Rocky Mountain News
Outside ads are part of political debate
Ag's idea to warn off outsiders just won't work
August 16, 2004
When Senate candidate Ken Salazar invited Republican rival Pete Coors to join him in asking out-of-state interest groups not to spend money on negative advertising, he was probably spitting into the wind.
There's no way to keep outsiders off the airwaves, and no way to control what they say. If there were, political free speech would be in even more trouble than it is already.
Salazar of course wasn't proposing a ban on outside advertising. He simply believes political campaigns have been degraded by the lurid claims and relentless negativity of interest-group ads, and that a united front by the candidates might deter their sponsors from producing them. Most Coloradans no doubt agree with Salazar's assessment of the ads' content. Who didn't grow sick of the TV spots two years ago in the Wayne Allard-Tom Strickland Senate clash?
Yet there are all sorts of problems with pious pronouncements against negative advertising, not least of which is: When does a negative ad truly cross the line? What one viewer might call an attack, another might say is merely clarifying the record or drawing a distinction between candidates. And if candidates don't clarify records or draw distinctions, they are left with little but glowing biography and generalized pap to put on the air.
Nor do attack ads always work. In fact, they often backfire, especially if a candidate hasn't first established a positive image of himself. The recent Republican Senate primary is a good example. Bob Schaffer didn't attract enough money to establish his own credentials in print or on the airwaves. So when an independent committee financed by his friends came in and launched ads suggesting Coors was pro-gay and favored teenage drinking, they weren't believable.
Like Salazar, we too wish candidates controlled a greater share of the political advertising; if nothing else, voters would know whom to blame for the worst excesses. Because misguided "reform" laws limit contributions to the candidates, however, it's inevitable that supporters will find other ways to get the word out.

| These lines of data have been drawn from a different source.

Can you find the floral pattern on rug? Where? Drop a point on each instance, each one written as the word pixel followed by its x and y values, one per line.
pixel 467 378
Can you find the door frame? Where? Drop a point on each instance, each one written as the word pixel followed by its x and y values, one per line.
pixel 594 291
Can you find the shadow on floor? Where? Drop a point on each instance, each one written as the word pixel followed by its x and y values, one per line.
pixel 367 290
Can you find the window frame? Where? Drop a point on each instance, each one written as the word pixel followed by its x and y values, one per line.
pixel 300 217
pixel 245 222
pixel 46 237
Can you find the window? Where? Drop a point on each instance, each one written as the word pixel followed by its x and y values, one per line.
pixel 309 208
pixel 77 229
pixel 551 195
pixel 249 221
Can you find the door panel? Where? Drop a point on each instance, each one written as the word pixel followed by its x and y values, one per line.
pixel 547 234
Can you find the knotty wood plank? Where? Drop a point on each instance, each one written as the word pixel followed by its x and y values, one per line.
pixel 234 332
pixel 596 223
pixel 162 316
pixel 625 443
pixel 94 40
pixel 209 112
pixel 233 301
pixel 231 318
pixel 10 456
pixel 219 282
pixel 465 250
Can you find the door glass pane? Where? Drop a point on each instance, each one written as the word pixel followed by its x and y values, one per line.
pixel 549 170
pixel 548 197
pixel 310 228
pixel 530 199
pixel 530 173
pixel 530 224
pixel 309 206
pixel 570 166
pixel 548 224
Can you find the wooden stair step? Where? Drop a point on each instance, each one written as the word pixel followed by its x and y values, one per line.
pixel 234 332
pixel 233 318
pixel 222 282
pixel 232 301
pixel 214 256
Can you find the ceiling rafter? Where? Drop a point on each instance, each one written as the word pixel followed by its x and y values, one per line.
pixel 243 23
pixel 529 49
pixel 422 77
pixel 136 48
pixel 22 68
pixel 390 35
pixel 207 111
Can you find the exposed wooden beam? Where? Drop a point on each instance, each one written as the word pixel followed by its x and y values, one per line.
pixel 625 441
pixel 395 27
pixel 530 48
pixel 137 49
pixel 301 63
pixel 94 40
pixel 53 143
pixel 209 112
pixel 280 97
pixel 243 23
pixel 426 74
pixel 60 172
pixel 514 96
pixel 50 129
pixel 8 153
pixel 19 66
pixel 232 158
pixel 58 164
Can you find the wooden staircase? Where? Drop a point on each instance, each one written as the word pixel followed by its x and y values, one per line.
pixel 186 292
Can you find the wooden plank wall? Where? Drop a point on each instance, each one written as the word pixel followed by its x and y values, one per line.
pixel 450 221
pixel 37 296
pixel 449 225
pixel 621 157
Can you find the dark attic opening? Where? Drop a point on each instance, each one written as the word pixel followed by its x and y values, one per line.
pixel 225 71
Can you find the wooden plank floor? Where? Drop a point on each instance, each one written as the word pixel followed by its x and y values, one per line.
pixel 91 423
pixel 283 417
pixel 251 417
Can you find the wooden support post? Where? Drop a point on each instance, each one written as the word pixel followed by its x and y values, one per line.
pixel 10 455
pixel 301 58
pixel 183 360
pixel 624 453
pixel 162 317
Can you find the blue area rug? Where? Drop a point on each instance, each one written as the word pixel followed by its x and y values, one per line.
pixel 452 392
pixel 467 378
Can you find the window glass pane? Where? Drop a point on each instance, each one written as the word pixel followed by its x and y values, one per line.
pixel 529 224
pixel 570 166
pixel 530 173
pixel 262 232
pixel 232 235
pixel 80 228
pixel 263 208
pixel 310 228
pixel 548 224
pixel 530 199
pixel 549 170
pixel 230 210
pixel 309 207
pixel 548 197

If we want to limit the politicking of outsiders, we should lift the contribution limits and let more money flow through the campaigns. Yet that isn't about to happen, and with control of the U.S. Senate at stake again this November, we are likely to see more outside advertising than ever.
Why should those groups, which after all represent the views of millionsof Americans, be asked to curb their tongues? "The idea of going to any group, whether it be a labor union or the chamber of commerce, and saying 'butt out' - I don't buy it," says former Sen. Bill Armstrong, who ran the independent committee that tried without success to help Schaffer. "It's still a free country."
Whether it's liberal moneybags George Soros, the AFL-CIO or conservatives like himself, "they're all part of the process," Armstrong says. "I don't think the country suffers from too much participation in the political process, but from too little."
If some groups have a disproportionate impact, maybe it's because too few other citizens care enough to get in the game.